Shared login across Android apps

A little background

Our two flagship Android apps - Bodyweight and Nutrition serve two very different needs but usually to the same target audience. An essential feature missing in the user experience so far was to share the login across the two apps so that users who were signed into one of these apps could be automatically signed into the other. Cool, right? We tackled this issue some time back and implemented a way to share login between our two main apps.

We started by looking at Android’s Account Manager which seemed like the natural choice. However, we eventually steered away from it. We looked at some other possible implementations too and in the end we went ahead with a Content Provider solution. Let’s go over the possible implementations that we considered before we look at our Content Provider solution.

Possible alternate solutions

Account Manager

Account Manager is the consolidated API from Android for handling everything related to user’s online accounts. This did seem like the natural choice for our usecase but without going into a lot of detail here is why we thought this isn’t the best solution for us:

AIDL - Android Interface Definition Language

AIDL is the way interprocess communication takes place on Android. For two processes to talk to each other, the complex objects are broken down into primitives and marshaled across processes.

Using android:process

This is an attribute for the application tag in the AndroidManifest. This can be set to share one process with another application. This only works if the two applications are signed with the same certificate.
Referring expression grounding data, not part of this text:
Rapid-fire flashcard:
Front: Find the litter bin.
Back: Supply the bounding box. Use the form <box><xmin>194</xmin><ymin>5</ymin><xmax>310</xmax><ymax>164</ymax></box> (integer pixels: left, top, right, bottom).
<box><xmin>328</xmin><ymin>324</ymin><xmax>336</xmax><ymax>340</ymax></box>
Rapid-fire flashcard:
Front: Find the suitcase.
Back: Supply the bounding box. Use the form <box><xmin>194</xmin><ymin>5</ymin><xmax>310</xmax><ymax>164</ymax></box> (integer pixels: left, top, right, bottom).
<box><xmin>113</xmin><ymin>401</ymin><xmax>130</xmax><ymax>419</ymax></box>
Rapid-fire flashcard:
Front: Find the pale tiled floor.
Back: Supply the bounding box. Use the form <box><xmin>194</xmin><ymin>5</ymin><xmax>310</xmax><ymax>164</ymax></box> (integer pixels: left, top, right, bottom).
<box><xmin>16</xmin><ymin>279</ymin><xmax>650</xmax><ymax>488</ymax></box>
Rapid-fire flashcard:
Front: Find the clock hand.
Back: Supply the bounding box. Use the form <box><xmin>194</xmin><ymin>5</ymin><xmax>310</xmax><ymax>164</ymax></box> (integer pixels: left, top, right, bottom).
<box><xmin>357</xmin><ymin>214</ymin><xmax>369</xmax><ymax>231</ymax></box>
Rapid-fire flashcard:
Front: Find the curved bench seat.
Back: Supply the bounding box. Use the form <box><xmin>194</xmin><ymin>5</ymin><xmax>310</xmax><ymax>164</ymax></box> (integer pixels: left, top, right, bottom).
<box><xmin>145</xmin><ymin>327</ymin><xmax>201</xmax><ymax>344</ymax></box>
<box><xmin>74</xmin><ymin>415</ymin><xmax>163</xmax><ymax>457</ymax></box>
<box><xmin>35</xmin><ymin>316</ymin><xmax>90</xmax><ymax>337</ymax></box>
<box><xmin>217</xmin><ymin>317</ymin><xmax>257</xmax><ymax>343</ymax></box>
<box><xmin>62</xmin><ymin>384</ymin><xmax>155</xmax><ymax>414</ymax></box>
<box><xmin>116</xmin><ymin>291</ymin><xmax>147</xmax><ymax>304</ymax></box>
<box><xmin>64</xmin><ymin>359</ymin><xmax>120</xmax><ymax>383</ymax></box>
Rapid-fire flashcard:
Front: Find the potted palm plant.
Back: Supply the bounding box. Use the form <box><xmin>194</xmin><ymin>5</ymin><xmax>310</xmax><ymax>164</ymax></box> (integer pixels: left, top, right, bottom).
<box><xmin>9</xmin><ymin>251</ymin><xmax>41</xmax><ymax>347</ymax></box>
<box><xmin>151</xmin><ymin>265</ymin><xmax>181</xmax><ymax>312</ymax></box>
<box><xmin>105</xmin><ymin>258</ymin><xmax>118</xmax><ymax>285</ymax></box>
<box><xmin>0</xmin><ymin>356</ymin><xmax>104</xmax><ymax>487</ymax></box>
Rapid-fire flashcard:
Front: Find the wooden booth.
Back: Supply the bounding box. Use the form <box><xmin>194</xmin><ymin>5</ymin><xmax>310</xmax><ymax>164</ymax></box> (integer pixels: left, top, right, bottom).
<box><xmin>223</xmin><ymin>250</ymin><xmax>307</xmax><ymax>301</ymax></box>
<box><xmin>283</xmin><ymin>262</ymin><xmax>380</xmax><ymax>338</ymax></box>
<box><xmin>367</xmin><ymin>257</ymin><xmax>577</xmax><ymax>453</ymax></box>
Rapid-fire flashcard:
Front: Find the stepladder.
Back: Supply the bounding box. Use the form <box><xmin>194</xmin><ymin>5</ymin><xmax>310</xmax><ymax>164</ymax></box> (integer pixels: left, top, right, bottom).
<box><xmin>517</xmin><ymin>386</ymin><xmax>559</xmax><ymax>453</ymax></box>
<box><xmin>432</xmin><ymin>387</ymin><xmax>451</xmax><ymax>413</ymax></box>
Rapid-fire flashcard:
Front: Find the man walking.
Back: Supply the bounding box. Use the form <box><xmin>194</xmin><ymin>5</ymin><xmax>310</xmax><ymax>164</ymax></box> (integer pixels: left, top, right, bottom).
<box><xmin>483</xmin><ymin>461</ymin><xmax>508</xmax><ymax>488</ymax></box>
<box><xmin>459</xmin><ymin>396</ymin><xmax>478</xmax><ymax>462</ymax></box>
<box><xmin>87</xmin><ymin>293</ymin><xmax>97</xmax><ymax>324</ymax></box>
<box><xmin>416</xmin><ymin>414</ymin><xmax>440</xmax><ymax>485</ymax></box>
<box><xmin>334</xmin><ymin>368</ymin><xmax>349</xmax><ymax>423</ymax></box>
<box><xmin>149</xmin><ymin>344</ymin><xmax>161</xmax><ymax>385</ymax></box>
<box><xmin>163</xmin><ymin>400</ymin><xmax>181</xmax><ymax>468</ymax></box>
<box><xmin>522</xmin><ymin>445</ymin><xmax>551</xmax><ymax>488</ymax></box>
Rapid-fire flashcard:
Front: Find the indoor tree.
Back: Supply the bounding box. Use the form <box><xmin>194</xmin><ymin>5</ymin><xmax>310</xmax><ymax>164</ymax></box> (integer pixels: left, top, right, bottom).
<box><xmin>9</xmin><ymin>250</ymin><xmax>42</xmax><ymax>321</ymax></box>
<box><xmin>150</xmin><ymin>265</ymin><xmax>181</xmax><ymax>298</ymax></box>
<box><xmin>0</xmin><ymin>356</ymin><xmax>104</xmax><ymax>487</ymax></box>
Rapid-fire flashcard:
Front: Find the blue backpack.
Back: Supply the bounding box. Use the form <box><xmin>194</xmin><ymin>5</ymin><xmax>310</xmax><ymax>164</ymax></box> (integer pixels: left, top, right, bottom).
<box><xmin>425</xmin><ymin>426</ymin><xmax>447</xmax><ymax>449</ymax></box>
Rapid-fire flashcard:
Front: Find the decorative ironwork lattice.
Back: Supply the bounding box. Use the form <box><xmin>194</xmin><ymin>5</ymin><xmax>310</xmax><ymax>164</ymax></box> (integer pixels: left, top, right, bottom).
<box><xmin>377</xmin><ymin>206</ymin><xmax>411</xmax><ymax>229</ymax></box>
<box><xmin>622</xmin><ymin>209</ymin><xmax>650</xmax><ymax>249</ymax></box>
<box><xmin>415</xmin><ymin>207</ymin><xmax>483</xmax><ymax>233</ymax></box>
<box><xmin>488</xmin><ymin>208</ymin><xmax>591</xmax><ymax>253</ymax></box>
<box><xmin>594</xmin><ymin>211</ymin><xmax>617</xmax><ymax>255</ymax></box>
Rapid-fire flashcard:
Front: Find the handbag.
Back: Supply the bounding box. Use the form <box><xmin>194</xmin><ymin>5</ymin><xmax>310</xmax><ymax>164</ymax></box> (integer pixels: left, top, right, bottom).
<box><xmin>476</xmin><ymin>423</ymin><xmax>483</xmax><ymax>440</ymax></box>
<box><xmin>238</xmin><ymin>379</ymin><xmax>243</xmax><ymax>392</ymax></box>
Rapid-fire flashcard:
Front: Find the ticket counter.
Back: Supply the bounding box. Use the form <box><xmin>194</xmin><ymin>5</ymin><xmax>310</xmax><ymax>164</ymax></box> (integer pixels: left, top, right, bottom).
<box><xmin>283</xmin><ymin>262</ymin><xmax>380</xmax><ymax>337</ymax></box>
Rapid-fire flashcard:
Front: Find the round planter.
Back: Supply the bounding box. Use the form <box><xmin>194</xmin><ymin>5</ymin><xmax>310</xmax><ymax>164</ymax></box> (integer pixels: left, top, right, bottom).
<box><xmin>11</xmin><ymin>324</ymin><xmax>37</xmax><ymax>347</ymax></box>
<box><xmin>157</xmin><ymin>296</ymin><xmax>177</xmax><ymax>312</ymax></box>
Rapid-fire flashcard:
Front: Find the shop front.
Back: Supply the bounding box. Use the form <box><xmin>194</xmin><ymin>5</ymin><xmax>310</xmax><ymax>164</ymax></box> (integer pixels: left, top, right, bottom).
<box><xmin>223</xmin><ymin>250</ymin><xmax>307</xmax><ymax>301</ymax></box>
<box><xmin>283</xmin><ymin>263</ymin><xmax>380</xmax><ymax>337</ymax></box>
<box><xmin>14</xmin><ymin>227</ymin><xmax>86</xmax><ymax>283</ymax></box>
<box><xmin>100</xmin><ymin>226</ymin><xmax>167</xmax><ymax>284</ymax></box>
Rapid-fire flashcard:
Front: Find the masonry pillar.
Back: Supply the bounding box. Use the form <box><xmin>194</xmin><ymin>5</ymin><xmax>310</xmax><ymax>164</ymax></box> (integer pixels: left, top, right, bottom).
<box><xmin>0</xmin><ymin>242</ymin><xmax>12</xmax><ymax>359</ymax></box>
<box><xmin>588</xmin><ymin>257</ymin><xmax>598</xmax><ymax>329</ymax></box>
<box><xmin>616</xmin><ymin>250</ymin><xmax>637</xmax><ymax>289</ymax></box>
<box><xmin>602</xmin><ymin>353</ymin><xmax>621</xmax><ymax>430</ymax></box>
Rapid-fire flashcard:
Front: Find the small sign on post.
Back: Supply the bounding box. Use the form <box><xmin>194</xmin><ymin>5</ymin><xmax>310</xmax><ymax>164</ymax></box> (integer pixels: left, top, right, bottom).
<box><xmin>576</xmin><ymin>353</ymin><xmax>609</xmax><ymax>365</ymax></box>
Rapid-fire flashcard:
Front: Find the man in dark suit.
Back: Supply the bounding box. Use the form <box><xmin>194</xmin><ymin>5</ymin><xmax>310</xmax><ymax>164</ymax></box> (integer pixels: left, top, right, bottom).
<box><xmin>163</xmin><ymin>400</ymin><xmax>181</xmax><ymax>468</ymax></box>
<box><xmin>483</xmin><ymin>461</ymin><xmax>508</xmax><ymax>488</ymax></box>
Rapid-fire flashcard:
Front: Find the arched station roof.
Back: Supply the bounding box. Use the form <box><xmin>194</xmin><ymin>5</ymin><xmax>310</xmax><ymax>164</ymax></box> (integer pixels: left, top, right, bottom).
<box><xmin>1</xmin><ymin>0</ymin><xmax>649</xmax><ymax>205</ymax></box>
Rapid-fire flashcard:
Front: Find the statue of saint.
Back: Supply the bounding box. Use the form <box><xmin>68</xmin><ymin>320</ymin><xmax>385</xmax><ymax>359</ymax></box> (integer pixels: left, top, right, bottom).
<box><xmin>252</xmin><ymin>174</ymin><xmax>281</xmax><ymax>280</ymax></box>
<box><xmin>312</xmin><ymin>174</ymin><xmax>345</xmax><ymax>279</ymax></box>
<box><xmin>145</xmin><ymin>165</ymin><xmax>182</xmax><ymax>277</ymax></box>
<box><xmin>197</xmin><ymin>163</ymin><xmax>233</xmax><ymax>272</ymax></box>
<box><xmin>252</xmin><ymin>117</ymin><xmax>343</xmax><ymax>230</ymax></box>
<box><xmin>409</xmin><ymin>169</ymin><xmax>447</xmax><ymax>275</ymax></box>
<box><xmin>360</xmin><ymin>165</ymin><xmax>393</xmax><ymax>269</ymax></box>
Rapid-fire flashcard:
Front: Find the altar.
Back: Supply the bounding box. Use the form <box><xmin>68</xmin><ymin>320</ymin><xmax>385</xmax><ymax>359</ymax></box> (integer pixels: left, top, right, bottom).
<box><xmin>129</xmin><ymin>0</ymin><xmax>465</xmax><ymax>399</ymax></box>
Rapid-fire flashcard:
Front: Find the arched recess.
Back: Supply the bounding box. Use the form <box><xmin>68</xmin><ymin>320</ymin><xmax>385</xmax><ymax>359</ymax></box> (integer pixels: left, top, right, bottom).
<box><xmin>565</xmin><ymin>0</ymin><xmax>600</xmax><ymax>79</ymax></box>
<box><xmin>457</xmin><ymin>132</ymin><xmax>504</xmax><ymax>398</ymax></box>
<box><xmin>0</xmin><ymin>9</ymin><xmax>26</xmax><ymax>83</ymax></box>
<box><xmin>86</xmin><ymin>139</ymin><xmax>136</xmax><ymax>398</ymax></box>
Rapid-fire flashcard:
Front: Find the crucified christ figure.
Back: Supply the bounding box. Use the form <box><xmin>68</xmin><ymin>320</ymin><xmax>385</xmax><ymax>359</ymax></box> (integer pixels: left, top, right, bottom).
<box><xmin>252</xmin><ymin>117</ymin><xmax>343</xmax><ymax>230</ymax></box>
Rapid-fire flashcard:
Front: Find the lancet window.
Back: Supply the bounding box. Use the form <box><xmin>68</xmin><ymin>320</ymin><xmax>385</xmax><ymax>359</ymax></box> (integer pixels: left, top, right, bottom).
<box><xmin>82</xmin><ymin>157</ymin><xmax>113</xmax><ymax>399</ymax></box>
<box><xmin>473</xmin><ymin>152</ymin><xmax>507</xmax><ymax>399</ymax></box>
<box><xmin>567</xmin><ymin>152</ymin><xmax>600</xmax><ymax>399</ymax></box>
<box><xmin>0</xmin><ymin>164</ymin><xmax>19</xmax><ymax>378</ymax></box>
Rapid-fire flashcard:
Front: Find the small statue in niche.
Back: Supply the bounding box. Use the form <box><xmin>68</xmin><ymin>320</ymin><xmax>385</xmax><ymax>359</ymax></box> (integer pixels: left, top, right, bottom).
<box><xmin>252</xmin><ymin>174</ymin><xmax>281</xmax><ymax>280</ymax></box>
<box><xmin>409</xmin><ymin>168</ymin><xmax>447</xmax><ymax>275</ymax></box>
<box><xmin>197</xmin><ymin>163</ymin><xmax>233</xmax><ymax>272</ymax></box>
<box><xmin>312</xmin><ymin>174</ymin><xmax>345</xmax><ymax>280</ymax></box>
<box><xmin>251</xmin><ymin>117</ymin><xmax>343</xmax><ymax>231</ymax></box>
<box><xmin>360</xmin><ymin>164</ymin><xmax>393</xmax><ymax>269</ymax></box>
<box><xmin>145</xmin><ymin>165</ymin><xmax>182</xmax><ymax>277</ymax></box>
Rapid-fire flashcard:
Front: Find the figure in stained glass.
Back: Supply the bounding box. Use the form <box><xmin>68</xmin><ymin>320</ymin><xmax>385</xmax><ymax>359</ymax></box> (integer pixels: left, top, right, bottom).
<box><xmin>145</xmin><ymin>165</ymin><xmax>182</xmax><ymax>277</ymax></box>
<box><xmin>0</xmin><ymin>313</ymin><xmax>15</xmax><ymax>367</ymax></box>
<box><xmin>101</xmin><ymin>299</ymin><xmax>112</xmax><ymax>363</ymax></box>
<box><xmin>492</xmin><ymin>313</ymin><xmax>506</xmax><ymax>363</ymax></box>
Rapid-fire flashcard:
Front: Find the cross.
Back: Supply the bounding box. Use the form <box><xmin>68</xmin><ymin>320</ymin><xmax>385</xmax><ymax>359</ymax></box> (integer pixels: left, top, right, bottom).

Shared Login using Content Provider

Content Provider

We used ContentProviders for achieving the shared login across the two apps. The application looking for login credentials is the requesting application. This request will be answered by an application that contains the ContentProvider - this is our provider application.

Flow

  1. The requesting application requests login information.
  2. A content resolver queries the device for any provider application that can provide login credentials.
  3. On successful resolution, the provider application responds to this request by returning the login information.

Duality

Our codebase is a modularised monolith for the two apps in question. We implemented this solution as yet another feature module. Any app that includes this module becomes a provider application as well as a requesting application. This ensures scalability in case we need to include more applications to this exchange.

Content Resolution

When the requesting application is trying to find a provider application, it queries for a specific content scheme and authority.

URI Authority

The name of the authority that provides the data has to be declared in the Android Manifest. Typically, this includes the name of the application and then the name of the ContentProvider subclass. This name is used by the requesting application to find the correct content provider. Our module declares this by using build variables so that the app including this module auto-populates this field and becomes the provider application. Elegance.

<provider
	android:name= ...
	android:authorities="${applicationId}.login.provider"
	android:exported="true"
	android:permission= ... 
/>

Custom Permissions

Our Content Provider defines a custom permission with android:protectionLevel=“signature” so that only the applications signed by the same signing key can access this provider.

<permission
	android:name= ...
	android:protectionLevel="signature" 
/>

Release and Debug environments

Another feature that we achieved was to make sure debug and release apps do not end up sharing login credentials with each other. We specified different permissions for release and debug apps. This is important because production and debug environments correspond to different backend instances and mixing them up would have lead to unexpected results. Again, this was seamless as our module declared two AndroidManifest files under debug/ and release/ buildTypes respectively.

Sharing login content

After the requesting application has established that there is a provider application, we can go ahead and share some login data securely. In our case, a simple data class represents the data we share between the two apps. We use the refresh token to request for the access token and then the requesting app can continue to perform its tasks.

data class SharedData(val userId: String, val refreshToken: RefreshToken)

Code

Using the points discussed above, we arrived at our solution which looks something like the following;

AndroidManifest.xml

...
<!-- Using permission to behave like a requesting app -->
<uses-permission android:name="com.foo.bar.permission.LOGIN_PROVIDER" />

<!-- Declaring permission to behave like a provider app-->
<permission
    android:name="com.foo.bar.permission.LOGIN_PROVIDER"
    android:protectionLevel="signature" />

...

<provider
	android:name="com.foo.bar.contentprovider.LoginContentProvider"
    android:authorities="${applicationId}.login.provider"
    android:exported="true"
    android:permission="com.foo.bar.permission.LOGIN_PROVIDER" />

...

LoginContentProvider.kt

class LoginContentProvider : ContentProvider() {

	// Use the query method to provide login data
	override fun query(
		...
	): Cursor? {
		...
	}
	...
}

Furthermore, we have an interface that the apps use directly to request login that hides all the details of the actual sharing.

interface SharedLoginRequests {
    fun requestLogin(): SharedData?
}

Content providers let us control the permission levels for accessing data and with this secure data exchange, we were able to successfully implement shared login between our apps.